Mob storms Congo hospital over Ebola victim's body, tents burned
A burial dispute in Rwampara turned violent as a mob burned Ebola tents and clashed with police, exposing how fear can outrun containment.

Several hundred people surged to the gates of Rwampara Hospital in eastern Congo’s Ituri province and demanded the body of a suspected Ebola victim. When staff refused, the confrontation erupted into violence: two tents used to treat Ebola patients were set on fire, and police fired tear gas and warning shots to break up the crowd.
ALIMA said six patients were being treated in the Ebola tents at the time of the attack. Aid workers fled the site as the morning of May 21 spiraled into chaos, and calm returned only later. The hospital sits in a region already strained by insecurity and a fast-moving outbreak, where every dispute over a body can become a flashpoint.

The immediate trigger was deeply personal. Reuters identified the disputed body as that of Eli Munongo Wangu, a local footballer whose family wanted a private burial and disputed that Ebola had killed him. In a region where safe-burial rules are central to stopping transmission, that refusal carried deadly consequences. Ebola victims remain highly infectious after death, and the body must be handled with strict precautions to prevent spread.
The outbreak is driven by the rare Bundibugyo strain of Ebola, which the World Health Organization says has no approved vaccine or specific treatment. The agency said the crisis is unfolding amid a humanitarian emergency, insecurity, and heavy population and trade movement, conditions that make contact tracing and safe burials harder to enforce. WHO has also emphasized that community engagement is essential if health teams are to win trust before rumors and anger harden into violence.
WHO and the Pan American Health Organization said the outbreak was first alerted on May 5 and that Congo officially declared its 17th Ebola outbreak on May 15. On May 17, WHO determined that the outbreak in the Democratic Republic of the Congo and Uganda constituted a public health emergency of international concern.

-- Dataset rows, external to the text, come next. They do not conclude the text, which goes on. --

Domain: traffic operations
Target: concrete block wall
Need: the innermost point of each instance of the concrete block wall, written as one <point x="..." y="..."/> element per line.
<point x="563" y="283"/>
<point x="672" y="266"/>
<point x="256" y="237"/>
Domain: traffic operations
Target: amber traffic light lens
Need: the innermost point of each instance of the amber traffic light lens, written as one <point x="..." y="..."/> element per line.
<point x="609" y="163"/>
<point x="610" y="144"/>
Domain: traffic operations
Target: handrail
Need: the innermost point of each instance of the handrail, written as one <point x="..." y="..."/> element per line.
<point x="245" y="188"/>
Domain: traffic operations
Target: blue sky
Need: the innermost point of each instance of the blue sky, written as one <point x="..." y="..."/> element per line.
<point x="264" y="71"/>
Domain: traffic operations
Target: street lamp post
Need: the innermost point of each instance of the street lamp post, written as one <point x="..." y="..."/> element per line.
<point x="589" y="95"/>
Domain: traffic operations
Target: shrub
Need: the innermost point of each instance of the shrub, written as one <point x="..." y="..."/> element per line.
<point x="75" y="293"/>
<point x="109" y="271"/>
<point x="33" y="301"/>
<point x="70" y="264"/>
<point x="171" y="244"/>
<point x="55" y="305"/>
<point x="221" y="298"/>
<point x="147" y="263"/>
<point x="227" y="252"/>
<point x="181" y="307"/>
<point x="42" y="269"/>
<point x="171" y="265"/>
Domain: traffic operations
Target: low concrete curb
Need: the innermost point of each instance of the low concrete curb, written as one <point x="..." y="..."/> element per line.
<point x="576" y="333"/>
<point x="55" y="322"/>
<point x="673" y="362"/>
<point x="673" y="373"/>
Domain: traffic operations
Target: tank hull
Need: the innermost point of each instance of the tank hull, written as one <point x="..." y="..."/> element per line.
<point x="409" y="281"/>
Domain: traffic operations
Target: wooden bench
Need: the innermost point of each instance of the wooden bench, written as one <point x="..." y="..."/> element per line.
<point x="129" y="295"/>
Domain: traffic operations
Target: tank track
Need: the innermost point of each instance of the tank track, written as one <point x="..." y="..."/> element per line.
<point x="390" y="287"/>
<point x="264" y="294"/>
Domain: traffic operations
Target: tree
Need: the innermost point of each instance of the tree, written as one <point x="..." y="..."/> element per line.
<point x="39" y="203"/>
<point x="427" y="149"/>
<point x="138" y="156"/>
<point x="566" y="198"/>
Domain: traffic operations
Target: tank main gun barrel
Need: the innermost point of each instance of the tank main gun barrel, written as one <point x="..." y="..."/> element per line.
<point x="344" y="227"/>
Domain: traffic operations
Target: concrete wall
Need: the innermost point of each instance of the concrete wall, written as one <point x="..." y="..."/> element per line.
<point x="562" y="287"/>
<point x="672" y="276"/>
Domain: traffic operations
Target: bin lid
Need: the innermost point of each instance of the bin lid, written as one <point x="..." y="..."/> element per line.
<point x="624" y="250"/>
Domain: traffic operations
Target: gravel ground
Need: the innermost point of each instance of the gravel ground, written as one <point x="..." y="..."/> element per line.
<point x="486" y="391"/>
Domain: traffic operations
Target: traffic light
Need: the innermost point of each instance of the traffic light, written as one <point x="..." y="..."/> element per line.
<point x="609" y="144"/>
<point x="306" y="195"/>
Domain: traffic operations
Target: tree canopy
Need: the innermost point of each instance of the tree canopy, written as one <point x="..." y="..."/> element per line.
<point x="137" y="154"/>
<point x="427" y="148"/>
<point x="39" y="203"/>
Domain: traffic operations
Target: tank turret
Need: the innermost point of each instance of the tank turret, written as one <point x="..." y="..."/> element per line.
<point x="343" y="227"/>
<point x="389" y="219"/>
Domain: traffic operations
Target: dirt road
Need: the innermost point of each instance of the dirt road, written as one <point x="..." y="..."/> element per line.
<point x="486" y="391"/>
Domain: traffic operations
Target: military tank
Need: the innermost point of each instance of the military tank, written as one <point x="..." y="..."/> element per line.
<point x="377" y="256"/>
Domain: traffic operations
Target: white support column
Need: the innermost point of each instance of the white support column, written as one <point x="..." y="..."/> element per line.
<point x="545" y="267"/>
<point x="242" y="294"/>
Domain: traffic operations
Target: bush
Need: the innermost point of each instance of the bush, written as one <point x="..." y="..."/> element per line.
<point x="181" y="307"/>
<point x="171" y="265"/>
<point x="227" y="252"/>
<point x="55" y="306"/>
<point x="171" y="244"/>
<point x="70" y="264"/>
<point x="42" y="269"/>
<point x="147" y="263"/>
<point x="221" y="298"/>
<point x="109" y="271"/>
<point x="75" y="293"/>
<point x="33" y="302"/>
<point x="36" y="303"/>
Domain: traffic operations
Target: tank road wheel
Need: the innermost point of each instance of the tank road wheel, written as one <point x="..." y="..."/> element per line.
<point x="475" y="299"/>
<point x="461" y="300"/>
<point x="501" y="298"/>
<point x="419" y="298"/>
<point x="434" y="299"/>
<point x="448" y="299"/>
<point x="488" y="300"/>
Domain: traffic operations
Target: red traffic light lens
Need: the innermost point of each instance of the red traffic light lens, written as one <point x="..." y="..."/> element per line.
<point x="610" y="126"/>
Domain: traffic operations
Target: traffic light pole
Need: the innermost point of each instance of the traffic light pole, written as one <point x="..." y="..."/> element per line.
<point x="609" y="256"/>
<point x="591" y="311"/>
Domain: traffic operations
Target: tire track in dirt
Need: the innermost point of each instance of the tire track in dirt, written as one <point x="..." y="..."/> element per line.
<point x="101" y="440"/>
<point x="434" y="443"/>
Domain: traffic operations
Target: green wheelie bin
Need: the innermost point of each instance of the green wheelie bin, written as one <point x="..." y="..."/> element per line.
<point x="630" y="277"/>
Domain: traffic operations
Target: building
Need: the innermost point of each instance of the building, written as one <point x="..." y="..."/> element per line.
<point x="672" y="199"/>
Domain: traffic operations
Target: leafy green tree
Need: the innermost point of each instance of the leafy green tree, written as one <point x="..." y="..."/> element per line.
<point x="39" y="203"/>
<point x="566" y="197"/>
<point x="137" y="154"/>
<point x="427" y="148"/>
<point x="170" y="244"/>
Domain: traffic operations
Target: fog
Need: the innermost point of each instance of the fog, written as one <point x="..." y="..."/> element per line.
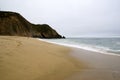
<point x="71" y="18"/>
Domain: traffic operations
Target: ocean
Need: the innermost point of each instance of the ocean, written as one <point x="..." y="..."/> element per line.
<point x="102" y="45"/>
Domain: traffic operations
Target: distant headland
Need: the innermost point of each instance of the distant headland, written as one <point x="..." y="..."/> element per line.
<point x="13" y="24"/>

By May 16, WHO reported eight laboratory-confirmed cases, 246 suspected cases and 80 suspected deaths in Ituri alone. By May 18, PAHO and WHO reported 33 confirmed cases and four confirmed deaths across Ituri and North Kivu, with 516 suspected cases and 131 suspected deaths in seven health zones.
The chain of transmission has already crossed borders. Uganda reported two imported confirmed cases in Kampala, including one death. WHO and AP reported that the first known suspected case developed symptoms on April 24, died in Bunia, and the body was later taken to Mongbwalu for funeral rites, where mourners reportedly touched the corpse.
Congo authorities have banned funeral wakes and gatherings of more than 50 people in the affected province. The measures reflect the scale of the threat: eastern Congo’s 2018 to 2020 Ebola epidemic became the country’s deadliest outbreak and the world’s second-largest on record, killing more than 2,200 people.